More in detail, when a BGP speaker receives a BGP update message from a neighbor, it stores each route advertised into a table dedicated to the neighbor, called Adj-RIB-In.
Once a route has been installed into the Adj-RIB-In, it is checked against a filter to decide whether it can be accepted or not. The ingress filter is completely customizable by the network administrator, which can decide to discard a route for a plethora of reasons. For example, a route could be discarded if the destination network was not expected to be received from that specific neighbor, or if it contains a specific path attribute value.
If a route is accepted, then it participates to the BGP decision process together with all the accepted routes toward the same destination learned from other neighbors. This process is conceptually composed of three phases, with some slight differences from router vendor to router vendor.
The first phase is triggered whenever an Update message has been accepted and consists in calculating a degree of preference for each route advertised in the message.

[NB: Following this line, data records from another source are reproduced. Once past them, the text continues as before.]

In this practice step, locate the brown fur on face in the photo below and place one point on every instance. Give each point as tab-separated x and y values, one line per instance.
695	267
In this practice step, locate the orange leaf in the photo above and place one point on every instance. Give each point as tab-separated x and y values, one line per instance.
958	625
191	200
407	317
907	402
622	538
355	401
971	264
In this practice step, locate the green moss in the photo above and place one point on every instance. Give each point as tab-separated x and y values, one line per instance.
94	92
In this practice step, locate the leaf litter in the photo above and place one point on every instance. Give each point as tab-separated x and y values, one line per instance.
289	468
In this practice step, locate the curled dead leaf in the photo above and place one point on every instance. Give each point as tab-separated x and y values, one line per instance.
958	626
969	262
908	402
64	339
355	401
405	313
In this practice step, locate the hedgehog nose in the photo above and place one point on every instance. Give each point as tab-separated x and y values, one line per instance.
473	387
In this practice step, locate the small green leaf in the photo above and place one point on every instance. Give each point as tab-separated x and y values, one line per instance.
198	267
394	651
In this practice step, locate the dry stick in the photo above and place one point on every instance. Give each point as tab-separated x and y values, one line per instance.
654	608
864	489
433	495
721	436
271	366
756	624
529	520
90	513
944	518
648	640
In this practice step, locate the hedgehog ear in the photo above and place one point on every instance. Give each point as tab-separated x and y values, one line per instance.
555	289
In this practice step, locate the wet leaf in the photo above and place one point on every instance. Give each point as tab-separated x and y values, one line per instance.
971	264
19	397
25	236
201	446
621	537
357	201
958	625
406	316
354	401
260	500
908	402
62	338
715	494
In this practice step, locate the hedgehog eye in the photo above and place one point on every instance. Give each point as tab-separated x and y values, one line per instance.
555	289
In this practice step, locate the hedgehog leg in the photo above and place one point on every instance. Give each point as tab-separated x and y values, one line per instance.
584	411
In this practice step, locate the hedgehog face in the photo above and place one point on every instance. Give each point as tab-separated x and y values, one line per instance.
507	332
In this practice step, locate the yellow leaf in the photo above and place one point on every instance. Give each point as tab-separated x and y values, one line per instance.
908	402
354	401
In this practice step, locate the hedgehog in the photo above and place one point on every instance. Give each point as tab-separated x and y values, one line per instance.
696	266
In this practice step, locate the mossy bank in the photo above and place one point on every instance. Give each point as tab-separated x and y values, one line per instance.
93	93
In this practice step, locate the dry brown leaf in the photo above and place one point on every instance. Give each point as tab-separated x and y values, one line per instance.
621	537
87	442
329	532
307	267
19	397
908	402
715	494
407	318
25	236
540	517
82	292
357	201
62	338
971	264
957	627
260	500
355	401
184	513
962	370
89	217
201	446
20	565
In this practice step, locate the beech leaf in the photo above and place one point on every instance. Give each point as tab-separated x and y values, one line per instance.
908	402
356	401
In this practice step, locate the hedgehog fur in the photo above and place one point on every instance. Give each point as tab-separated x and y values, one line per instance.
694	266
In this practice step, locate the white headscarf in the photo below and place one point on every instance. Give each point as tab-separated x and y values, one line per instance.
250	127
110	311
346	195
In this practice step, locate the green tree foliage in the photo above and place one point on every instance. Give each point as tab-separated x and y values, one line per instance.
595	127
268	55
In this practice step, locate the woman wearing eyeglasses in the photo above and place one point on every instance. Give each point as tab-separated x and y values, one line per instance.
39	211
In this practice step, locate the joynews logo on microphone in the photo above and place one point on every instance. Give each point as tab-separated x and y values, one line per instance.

Once this phase is completed, the BGP speaker chooses the best route among all the routes available for each distinct destination in the message and installs each best route in the Local Routing Information Base (Loc-RIB). The Loc-RIB is the table containing all the routes that the BGP speaker is using to route the traffic received from its neighbors. The third phase is triggered once the Loc-RIB has been modified. In this phase, each route that contributed to change the Loc-RIB is checked against neighbor-specific output filters. From there, it’s installed into the neighbor Adj-RIB-out and becomes ready to be advertised. Like the ingress filters, the output filters are completely customizable by the network administrator which could decide, for example, to exclude a neighbor to receive a route towards a specific destination.